On the surface, these two men were very similar and led similar lives. Both were talented small businessmen. Both took their Judaism seriously. But the decision of my father to move to Florida, at first for part of the year, and them permanently, altered the parallel trajectory of their lives.
When my father moved to Florida, he gradually cut ties with his long-time synagogue. No continuing, long term social institution was substituted. So, by the time my father died, he was in daily connection only with family.
In contrast, Uncle William remained an active member of his synagogue and this helped keep him in contact with other people. This made for a much more vibrant social life. You could see this at Uncle William’s funeral, which can be viewed online. A large turnout, mostly, but not entirely family.

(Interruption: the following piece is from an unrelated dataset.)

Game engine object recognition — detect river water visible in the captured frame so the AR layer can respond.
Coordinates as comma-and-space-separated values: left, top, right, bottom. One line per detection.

Part of the difference between them was health. My father was very healthy until age 90, but weakened considerably after that. Uncle William was healthy almost until the very end of his life.
But part of the difference was moving to Florida. Dad did not substitute a new synagogue there and never resumed regular worship. I’m not sure why.
The implications of this for hallowed secularism are troubling. Currently, secularism has no social structure. That is fitting since American secularism tends to be individualistic. But a human life requires a social network. How will secularism manage that challenge?